Steve Kelley is a Senior Fellow at the Humphrey School of Public Affairs. He is an advocate for STEM and humanities education. Governor Dayton appointed him to the board of the Minnesota Humanities Center on which he served from 2011 through 2015.
Since the best relationships are mutual, the question posed this month could be “How are STEM subjects and the humanities integral to each other?” Let me count the ways.
Christine Kenneally’s recent The Invisible History of the Human Race describes how the science of DNA combined with historical research reveals new insights into the past, including the confirmation that Thomas Jefferson was the father of Sally Hemings’ children. Another DNA project created a map of the genetic similarities among residents of England, showing how groupings and migrations (for example, the Picts and the Saxon invasion) that date back hundreds of years are still visible. The genetic map would be pretty pointless without history and archaeology to tell the rest of the story.
At Intel, Genevieve Bell is the resident cultural anthropologist. She leads social scientists and designers who study user experiences. She explores the culture for clues to our technological future. In a 2014 Stanford video (from the New York Times story Intel’s Sharp-Eyed Social Scientist), she describes how she alerted Intel engineers that Apple’s Siri technology might be the beginning of a shift from human-computer interaction to human-computer relationships because Siri, however imperfectly, listens to us. Bell represents just one way that the humanities are integral to engineering.
Too many in higher education still treat the humanities and STEM as separate and unintegrated, but bright spots exist. Professor Camille George had to integrate her skills in mechanical engineering with an understanding of the culture of Haiti to develop methods that add value to breadfruit. Her project is one example of peace engineering, blending engineering and practical anthropology for the common good. Another project put sociologists in the field with engineers to enable farmers in Mali to grow their own seed potatoes rather than import them from Europe.

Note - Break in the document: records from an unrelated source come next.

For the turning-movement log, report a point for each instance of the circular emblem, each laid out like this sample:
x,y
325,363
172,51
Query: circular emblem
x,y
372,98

We could do a better job of integrating learning in K-12 education, too. Here is one opportunity for the Minnesota Humanities Center. The Next Generation Science Standards that have been adopted in some states emphasize science and engineering as practices in which people engage, rather than merely bodies of knowledge. The Standards encourage students to understand concepts that cross the boundaries between science and engineering as a way of integrating those practices. In middle school, physical science essential practices include developing and using models, analyzing and interpreting data, and constructing explanations and designing solutions. Cross-cutting concepts include patterns, cause and effect, structure, and function.
What if we taught history this way? Certainly historical facts, dates, and theories are important, but, might we better prepare young people to integrate STEM and the humanities if it was taught that science and engineering and history and literature are concerned with patterns, with cause and effect, and with structure and function? The practice of history, just like the practice of science, involves constructing models of change, analyzing and interpreting data, and constructing explanations. If we could figure out how to teach our children to see that STEM and the humanities are integrated, perhaps we adults could see that truth more clearly too.

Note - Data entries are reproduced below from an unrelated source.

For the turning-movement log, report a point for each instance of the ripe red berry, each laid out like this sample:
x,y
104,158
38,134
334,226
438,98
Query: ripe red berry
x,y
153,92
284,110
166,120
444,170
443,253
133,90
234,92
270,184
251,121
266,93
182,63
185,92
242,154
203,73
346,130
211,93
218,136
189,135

Picts and Saxons, Siri, breadfruit in Haiti and potatoes in Mali, middle school and "we adults"--Steve Kelley's characteristic ranging through wide-angle to telephoto perspectives on the world was a rich gift to the Minnesota Humanities Center while he was on the Board, and through this blogpost he continues to inspire and challenge us. "Patterns, cause and effect, structure and function" are indeed dimensions of the natural sciences, the social sciences, and the humanities--and these dimensions all come into play in wonderfully mixed ways when people actually do the disciplines. The key to Steve's insight is the observation that teachers, learners, inventors, scholars--indeed, everybody just living their lives--are practicing. I'm reminded of what the golf legend Gary Player said: "The more I practice the luckier I get."
ReplyDeleteBeautifully reflected Patrick. I appreciated the ties between genetic mapping and historical narrative. Our organic ties to our indigenous history and the science to back it up!